なお、本発明は、上記した実施形態に限定されるものではなく発明の趣旨の範囲内で種々の変更が可能であり、例えば、次のように変更しても良い。
○ 本発明の実施形態では、第1ローラの回転中心が、第2ローラ及び第3ローラの回転中心よりも鉛直方向上方に位置するとして説明したが、回転中心が最も高い位置にあるローラが別のローラであってもよい。図6の別例における増速機構50では、第3ローラ53が回転中心の最も高い位置にあるローラとして設定され、第3ローラ53の回転中心Uと高速シャフト26の回転中心Qとを結ぶ仮想線Wが回転中心Qを通る鉛直線Kに対して環状部材24の回転方向Fに角度αだけ傾斜して取り付けられている。
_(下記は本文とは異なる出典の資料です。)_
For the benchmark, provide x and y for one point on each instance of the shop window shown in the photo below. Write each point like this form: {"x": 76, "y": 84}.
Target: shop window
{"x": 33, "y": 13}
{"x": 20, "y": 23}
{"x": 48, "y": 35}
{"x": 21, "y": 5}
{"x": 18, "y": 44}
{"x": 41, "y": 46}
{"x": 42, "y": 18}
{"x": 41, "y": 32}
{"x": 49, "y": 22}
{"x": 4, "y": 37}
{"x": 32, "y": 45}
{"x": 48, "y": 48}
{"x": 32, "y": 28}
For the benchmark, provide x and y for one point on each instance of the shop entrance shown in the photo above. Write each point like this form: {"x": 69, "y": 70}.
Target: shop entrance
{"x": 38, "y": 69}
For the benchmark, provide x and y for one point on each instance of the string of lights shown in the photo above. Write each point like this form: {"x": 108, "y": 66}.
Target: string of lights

そして、第1柱状部54内に設けられた径方向通路57の開口部は、高速シャフト26と対向している。第2柱状部55内に設けられた径方向通路57の開口部は、高速シャフト26と対向している。また、第3柱状部56内に設けられた径方向通路57の開口部は、第3ローラ53と対向している。本実施形態においても上記本発明の実施形態と同等の効果を得ることが可能である。すなわち、潤滑油供給量が少ない場合であっても、径方向通路57から供給された潤滑油は、第1ローラ51〜第3ローラ53の外周面を介して高速シャフト26と第1ローラ51〜第3ローラ53との当接部に供給され、各当接部に潤滑油膜を形成することが可能である。また、第1ローラ51及び第2ローラ52は貯留される潤滑油に浸漬した状態にあるので、第1ローラ51及び第2ローラ52を介して高速シャフト26と第1ローラ51〜第3ローラ53との当接部に潤滑油が供給され、始動時における各当接部の潤滑油不足が解消される。
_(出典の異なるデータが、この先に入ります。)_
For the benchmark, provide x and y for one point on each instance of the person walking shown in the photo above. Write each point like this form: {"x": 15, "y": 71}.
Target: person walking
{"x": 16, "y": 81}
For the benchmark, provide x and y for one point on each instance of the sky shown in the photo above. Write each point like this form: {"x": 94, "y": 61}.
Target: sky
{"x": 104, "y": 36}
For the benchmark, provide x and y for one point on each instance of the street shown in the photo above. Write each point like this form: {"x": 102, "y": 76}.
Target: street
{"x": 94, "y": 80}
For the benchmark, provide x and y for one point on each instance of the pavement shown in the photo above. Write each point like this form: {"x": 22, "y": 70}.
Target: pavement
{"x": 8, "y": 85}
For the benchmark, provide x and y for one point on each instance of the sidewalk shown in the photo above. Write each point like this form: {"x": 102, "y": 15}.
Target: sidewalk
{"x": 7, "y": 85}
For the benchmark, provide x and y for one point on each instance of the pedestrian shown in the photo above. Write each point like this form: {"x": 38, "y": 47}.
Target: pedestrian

○ 本発明の実施形態においては、第1ローラ28及び第3ローラ30は固定ローラで第2ローラ29は可動ローラであるとして説明したが、第1ローラ〜第3ローラの全てが固定ローラであっても構わない。また、第1ローラ〜第3ローラの全てが同じ径を有していてもよく、この場合には、高速シャフトの回転中心と低速シャフト及びリング部材の回転中心とは偏心していない。
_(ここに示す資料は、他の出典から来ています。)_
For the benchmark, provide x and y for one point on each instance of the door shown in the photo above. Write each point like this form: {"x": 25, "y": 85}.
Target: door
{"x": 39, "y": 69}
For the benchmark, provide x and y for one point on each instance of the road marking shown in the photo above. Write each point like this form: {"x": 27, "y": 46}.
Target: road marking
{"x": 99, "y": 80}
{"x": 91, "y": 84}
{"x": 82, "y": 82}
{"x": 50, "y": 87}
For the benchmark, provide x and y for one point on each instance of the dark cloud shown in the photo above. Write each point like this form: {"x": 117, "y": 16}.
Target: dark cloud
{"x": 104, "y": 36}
○ 本発明の実施形態においては、遠心圧縮機を車両に取り付ける取付部として、取付脚を使用するとして説明したが、取付脚を設けずに、例えば、プレート状の取付け部材を用いてもよい。取付け部材は、遠心圧縮機の上方から押さえつけるよう配置され、車両に固定される。この場合には、ハウジングにおける取付け部材が当接する部分が取付部(例えば、ハウジングにおける薄肉部分以外の部分)に相当する。
10 遠心圧縮機
11 電動モータ
12 増速機構
13 圧縮機構
16 低速シャフト
22 増速機収容室
24 環状部材
28 第1ローラ
29 第2ローラ
30 第3ローラ
31 支持部材
31A 第1柱状部
31B 第2柱状部
31C 第3柱状部
35 ハウジング内通路
36 第2軸線方向通路
37 第2径方向通路
37C 開口部
43(14、15、21、39) ハウジング
43A 取付脚
47 モータ収容室
48 圧縮機収容室
49 リング部材
Q 高速シャフトの回転中心
R 第1ローラの回転中心
M 第2ローラの回転中心
N 第3ローラの回転中心
S 仮想線
K 鉛直線
F 環状部材の回転方向
α 傾斜角度
H 液面レベル

Claims (3)

  1. 低速シャフトと、
    前記低速シャフトを回転させる電動モータと、
    前記低速シャフトよりも高速に回転する高速シャフトと、
    前記低速シャフトおよび前記高速シャフトに連結されると共に、前記低速シャフトの回転を増速し、前記高速シャフトに伝達する増速機構と、
    前記高速シャフトに連結される圧縮機構と、
    前記電動モータを収容するモータ収容室、前記増速機構を収容する増速機収容室及び前記圧縮機構を収容する圧縮機収容室を有するハウジングと、
    前記ハウジングを車両に取り付ける際に用いられる取付部と、を備えた車両用の遠心圧縮機であって、
    前記ハウジングは、外部からの潤滑油が供給されるハウジング内通路を有し、
    前記増速機構は、
    前記低速シャフトの第一の端部に設けられるとともに環状の環状部を有するリング部材と、
    前記環状部の内側に設けられるとともに前記環状部と前記高速シャフトとの間に回転可能に配置される第1ローラ、第2ローラ及び第3ローラと、
    前記環状部の内側に設けられるとともに前記第1ローラと前記第2ローラとの間、前記第1ローラと前記第3ローラとの間及び前記第2ローラと前記第3ローラとの間にそれぞれ配置される柱状部材と、を備え、
    前記柱状部材は、前記ハウジング内通路と前記増速機収容室内とを連通する連通孔を有し、
    前記遠心圧縮機は、前記第1ローラの回転中心が、前記第2ローラの回転中心及び前記第3ローラの回転中心よりも鉛直方向上方に位置するとともに前記第1ローラの回転中心と前記高速シャフトの回転中心とを結ぶ仮想線が鉛直方向に対して前記リング部材の回転方向に傾斜されるように前記取付部を用いて車両に取り付けられることを特徴とする車両用の遠心圧縮機。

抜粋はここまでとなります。